Hm, Looking at the config options again, I think I didn't write them properly. I think it won't complain about config being out of spec, just ignores it
@U899JBRPF That flamegraph btw is really tall. Perhaps best to pass you the whole html file instead of just a screenshot?
Also a significant part is just under the jvm.so. I suppose debug symbols might help with that. Never had to go that deep with flamegraphs myself
Well, took the liberty of sending you that file already. Debug symbols indeed helper. On a high level, third of the time is spent in index_tx_events, significant part in InFlightTx.commit, for some reason small but still quite visible part in nrepl main loop, and what looks to my untrained eye quite a lot of time in JIT compilation and garbage collection. Especially the JIT part seems perplexing, when we are talking about a runtime of four minutes. It shouldn't be tens of percents. Perhaps I'm just interpreting it wrong (CompileBroker::compiler_thread_loop())
we have 512mb of cache-size, and I’m thinking I should increase it still, the default is way too low
@U8ZQ1J1RR thanks for sending. I can already see that the upgrade to 1.22.1 or the https://repo1.maven.org/maven2/com/xtdb/xtdb-core/1.22.2-rc1/ will have some improvement, based on where some of the time is spent in your profile. I agree the JIT part is interesting, I'll review internally and get back to you
> we have 512mb of cache-size, and I’m thinking I should increase it still, the default is way too low Agreed the default is conservative for many realistic workloads - we are looking to improve memory & cache handling in the future so that the defaults can be safely raised/lifted...but it's a complex problem due to the number of caches and the way memory is allocated both initially and incrementally. @U0GE2S1NH has been looking into what can be done here fairly recently
@U8ZQ1J1RR I would be interested to see another graph after a bump to 1.22.2-rc1, would that be possible?

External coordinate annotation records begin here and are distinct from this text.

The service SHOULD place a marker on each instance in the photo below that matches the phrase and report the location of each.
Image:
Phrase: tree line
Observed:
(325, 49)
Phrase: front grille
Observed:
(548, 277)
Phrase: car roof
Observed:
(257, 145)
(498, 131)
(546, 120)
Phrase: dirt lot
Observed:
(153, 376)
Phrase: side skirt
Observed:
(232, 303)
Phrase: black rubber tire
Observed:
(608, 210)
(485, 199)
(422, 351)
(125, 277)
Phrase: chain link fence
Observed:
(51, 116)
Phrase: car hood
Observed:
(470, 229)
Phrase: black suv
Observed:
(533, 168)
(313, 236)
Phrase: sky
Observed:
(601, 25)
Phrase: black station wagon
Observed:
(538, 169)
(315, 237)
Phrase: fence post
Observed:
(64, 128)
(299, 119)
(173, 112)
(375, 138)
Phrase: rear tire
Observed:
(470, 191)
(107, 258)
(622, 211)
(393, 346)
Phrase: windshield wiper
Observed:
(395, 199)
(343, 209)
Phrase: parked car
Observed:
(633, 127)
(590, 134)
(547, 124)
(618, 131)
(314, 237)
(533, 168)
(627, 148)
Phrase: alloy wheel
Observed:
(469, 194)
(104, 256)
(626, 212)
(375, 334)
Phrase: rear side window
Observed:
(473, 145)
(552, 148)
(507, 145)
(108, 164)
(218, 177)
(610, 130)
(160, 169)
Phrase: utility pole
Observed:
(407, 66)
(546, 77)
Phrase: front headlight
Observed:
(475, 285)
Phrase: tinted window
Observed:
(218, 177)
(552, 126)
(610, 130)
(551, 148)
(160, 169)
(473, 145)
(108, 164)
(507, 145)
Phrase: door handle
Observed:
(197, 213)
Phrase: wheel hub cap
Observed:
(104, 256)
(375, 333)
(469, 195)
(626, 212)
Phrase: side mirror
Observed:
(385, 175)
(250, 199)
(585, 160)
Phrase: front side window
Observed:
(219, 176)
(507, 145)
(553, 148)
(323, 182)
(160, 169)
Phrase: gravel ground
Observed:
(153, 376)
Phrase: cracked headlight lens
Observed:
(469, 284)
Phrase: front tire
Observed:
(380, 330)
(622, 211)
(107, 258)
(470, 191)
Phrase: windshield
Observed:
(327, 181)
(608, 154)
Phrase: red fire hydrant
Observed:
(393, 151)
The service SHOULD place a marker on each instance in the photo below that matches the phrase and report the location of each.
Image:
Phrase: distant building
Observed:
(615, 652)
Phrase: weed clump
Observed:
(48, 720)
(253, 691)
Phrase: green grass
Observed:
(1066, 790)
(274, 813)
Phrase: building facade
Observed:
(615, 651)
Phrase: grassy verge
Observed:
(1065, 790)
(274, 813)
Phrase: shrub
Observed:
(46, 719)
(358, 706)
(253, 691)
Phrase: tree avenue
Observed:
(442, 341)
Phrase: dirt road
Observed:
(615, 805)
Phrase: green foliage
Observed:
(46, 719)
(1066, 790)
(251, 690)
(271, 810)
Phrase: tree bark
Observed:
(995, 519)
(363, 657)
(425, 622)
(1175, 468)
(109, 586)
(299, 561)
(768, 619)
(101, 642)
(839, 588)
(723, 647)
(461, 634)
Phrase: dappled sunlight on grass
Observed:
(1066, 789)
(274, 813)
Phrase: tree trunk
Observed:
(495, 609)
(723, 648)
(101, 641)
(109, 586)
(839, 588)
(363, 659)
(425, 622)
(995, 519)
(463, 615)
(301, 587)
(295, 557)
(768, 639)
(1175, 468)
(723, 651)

Sure! Not sure if I can manage to make a reasonable diff graph, but at least a standalone graph
Sorry, had a meeting. The startup time fell to some 40%. Much better, but still almost two minutes. The flamegraph is very different. Clojure protocols, into, reduces, transducers etc are not really visible, and rocksdb itself becomes visible
I also sent @U0GE2S1NH the html with the flamegraph for interactive viewing
Heh, commits from yesterday seem to say pretty much what I just noticed (avoid protocol dispatch, avoid boxing etc)
So, after all the tuning tips, the startup time went from four minutes to one. The biggest change by far was trying 1.22.2-rc1. After that increasing the block cache size to 64MB helped too, but nothing bigger had an impact. Using the new :enable-filters? to use rocksdb bloom filters shaved another 14%. And increasing the initial heap size, though I still need to test more thoroughly (I just gave Java loads of more max and initial heap, and stack memory)
Still, it is a minute. So while 4× speed is great, it won't help when the data is hundred times larger. So checkpoints are still needed, or some other way of taking the rocksdb indices to the starting nodes.